Gehrer: Ich glaube, dass der Fachegoismus endlich einmal aufhören muss. Ich glaube, dass endlich einmal fächerübergreifend gedacht werden muss. Und dass das ein Ende haben muss. Und für diejenigen, die sich nicht einigen können, wird eine Stundentafel vorgeschlagen. Nachdem alle Leute scheinbar die Autonomie nicht mehr wollen, sondern sich nach dem Zentralismus sehnen, dann werden wir das auch machen. Wer die Autonomie nicht mehr will, der muss eben mit den zentralen Vorgaben leben.
SN: Kann es im Zuge einer groß angedachten Reform auch zur Auflösung der mariatheresianischen Ordnung der Jahrgänge an den Schulen kommen - zumindest an der Oberstufe ?
Gehrer: Da müssen die Fachleute die Vorschläge machen. Ich frage seit acht Jahren, gibt es irgendwo ein Modell, wo die Klassen aufgelöst sind, diese berühmten Kurssysteme. Das gibt es nirgends!
SN: Das heißt ja nicht, dass das nicht funktionieren könnte.
Gehrer: Nein, das heißt es nicht, aber im Schulbereich muss man sorgfältig umgehen, da muss man zuerst etwas ausprobieren, bevor man flächendeckend etwas verordnet. Das mache ich nämlich nicht.
SN: Hätte man die Stundenreduktion nicht vielleicht auch zuerst ausprobieren müssen?
Gehrer: Wie wollen Sie die Stundenreduktion vorher ausprobieren, außer mit Stundenreduktion?
SN: Vielleicht nicht gleich flächendeckend einführen.
Gehrer: Das hat es schon gegeben: die Tiroler Landhauptschulen. Die Tiroler Landhauptschulen haben schon seit Jahren 120 Stunden. Ich verstehe das Denkschema nicht, das da manche haben. Wenn wir wirklich ein Kurssystem einführen, dann muss ich zuerst schauen, wie das funktioniert. Was soll ich bei Stundenreduktion schauen, ob es funktioniert, jahrelang.

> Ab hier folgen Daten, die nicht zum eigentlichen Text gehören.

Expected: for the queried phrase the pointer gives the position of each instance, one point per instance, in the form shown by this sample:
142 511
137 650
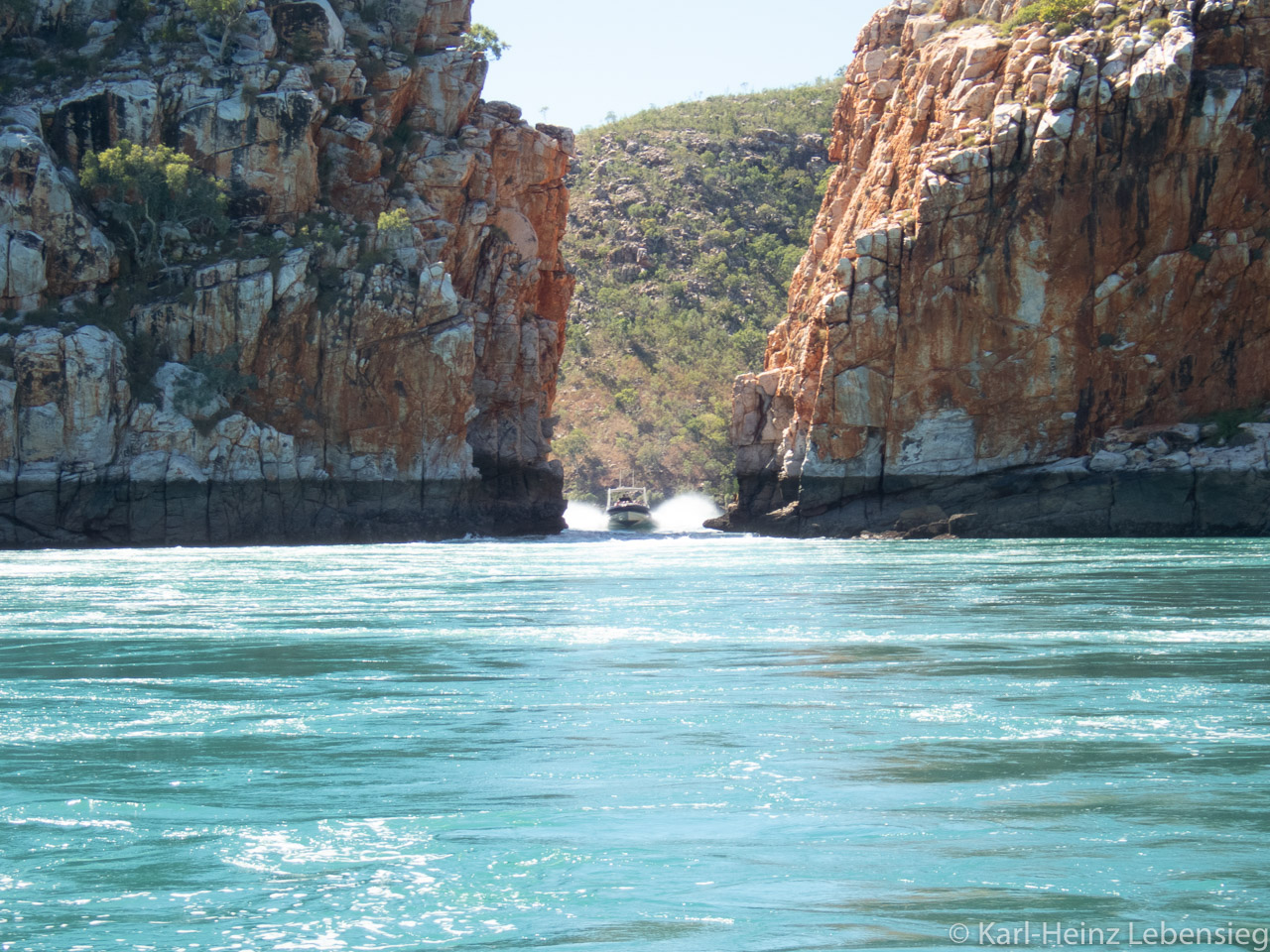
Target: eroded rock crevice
316 376
1034 236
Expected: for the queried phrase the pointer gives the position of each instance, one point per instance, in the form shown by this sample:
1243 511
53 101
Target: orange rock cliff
317 377
1039 266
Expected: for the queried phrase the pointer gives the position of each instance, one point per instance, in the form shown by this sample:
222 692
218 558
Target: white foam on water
585 517
685 513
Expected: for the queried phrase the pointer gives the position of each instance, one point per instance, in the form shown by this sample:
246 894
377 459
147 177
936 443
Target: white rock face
942 444
48 244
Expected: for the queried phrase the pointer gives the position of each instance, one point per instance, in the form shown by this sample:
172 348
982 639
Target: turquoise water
659 743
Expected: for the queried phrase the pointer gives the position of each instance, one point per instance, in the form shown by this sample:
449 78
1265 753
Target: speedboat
627 508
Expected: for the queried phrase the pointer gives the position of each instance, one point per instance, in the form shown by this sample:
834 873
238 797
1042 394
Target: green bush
1052 13
145 188
213 376
483 41
220 16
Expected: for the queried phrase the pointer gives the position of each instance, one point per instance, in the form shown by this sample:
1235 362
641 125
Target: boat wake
683 513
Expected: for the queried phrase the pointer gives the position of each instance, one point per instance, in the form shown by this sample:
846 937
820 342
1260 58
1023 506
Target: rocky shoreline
366 350
1148 481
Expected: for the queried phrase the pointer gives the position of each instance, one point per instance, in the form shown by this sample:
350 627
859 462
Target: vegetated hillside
685 227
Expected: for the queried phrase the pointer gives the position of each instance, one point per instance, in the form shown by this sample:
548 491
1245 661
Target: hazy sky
581 59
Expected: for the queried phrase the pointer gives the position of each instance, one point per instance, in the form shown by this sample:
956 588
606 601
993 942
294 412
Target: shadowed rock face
320 381
1028 241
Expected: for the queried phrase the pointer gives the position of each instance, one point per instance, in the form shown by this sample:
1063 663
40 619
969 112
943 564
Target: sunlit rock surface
318 381
1029 240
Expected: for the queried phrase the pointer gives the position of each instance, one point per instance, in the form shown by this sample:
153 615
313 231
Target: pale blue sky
581 59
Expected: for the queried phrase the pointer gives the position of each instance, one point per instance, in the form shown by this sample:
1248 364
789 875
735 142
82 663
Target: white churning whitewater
629 743
681 513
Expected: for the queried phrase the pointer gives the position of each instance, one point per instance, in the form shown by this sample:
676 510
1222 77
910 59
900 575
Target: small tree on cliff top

SN: Diese große Reform, die angedacht wird in der Zukunftskommission, soll sehr weit gehen. Haben Sie eine Vision, wie eine qualitätvolle, entrümpelte, ,neu gedachte' Schule in zehn Jahren ausschauen kann?
Gehrer: Ich halte es für wahnsinnig wichtig, dass Leistungsstandards definiert werden, dass man das Ziel festlegt, auf das man hinarbeitet in vier Jahren, dass man von dem Ziel heraus die wichtigsten Inhalte festlegt. Dass mit modernen Methoden gearbeitet wird. Das heißt, selbstverständlich mit Computern, mit Internet, mit allem, was es gibt. Und dass die Lehrer wissen, dass weniger oft mehr ist, aber das muss das Richtige sein und muss richtig sitzen. Ein partnerschaftliches Verhältnis in der Schule und einfach eine positive Stimmung. Was ich derzeit manchmal bedaure, ist der Umstand, dass es scheinbar Leute gibt, die sich jeden Tag selber Leid tun und die so traurig sind. Und ich finde, mit traurigen Lehrern oder Lehrerinnen kannst du eigentlich die Zukunft nicht bewältigen. Es gibt viele, die super sind, und das, was man den Kindern geben muss, ist die Freude an der Leistung, die Freude an der Herausforderung und Zukunftsmut. Und nicht Zukunftsangst. Das wünsch ich mir.
SN: Wissen Sie eigentlich, welche Berufsgruppe von der Ausbildung her nach den Juristen in der Regierung am häufigsten vertreten ist?
Gehrer: Das weiß ich nicht, nein.
SN: Die Lehrer.
Gehrer: Wieso?
SN: Haubner, Schweitzer, Rauch-Kallat und Sie. Spricht das für den Lehrerberuf oder dagegen?
Gehrer: Nein, ich glaube, dass daraus überhaupt keine Ableitungen möglich sind, sondern Politik bedeutet Engagement. Und es gibt sehr viele Berufsgruppen, die bereit sind, sich zu engagieren. Außerdem wird das auch kein Dauerzustand sein, das ist eine Zufälligkeit.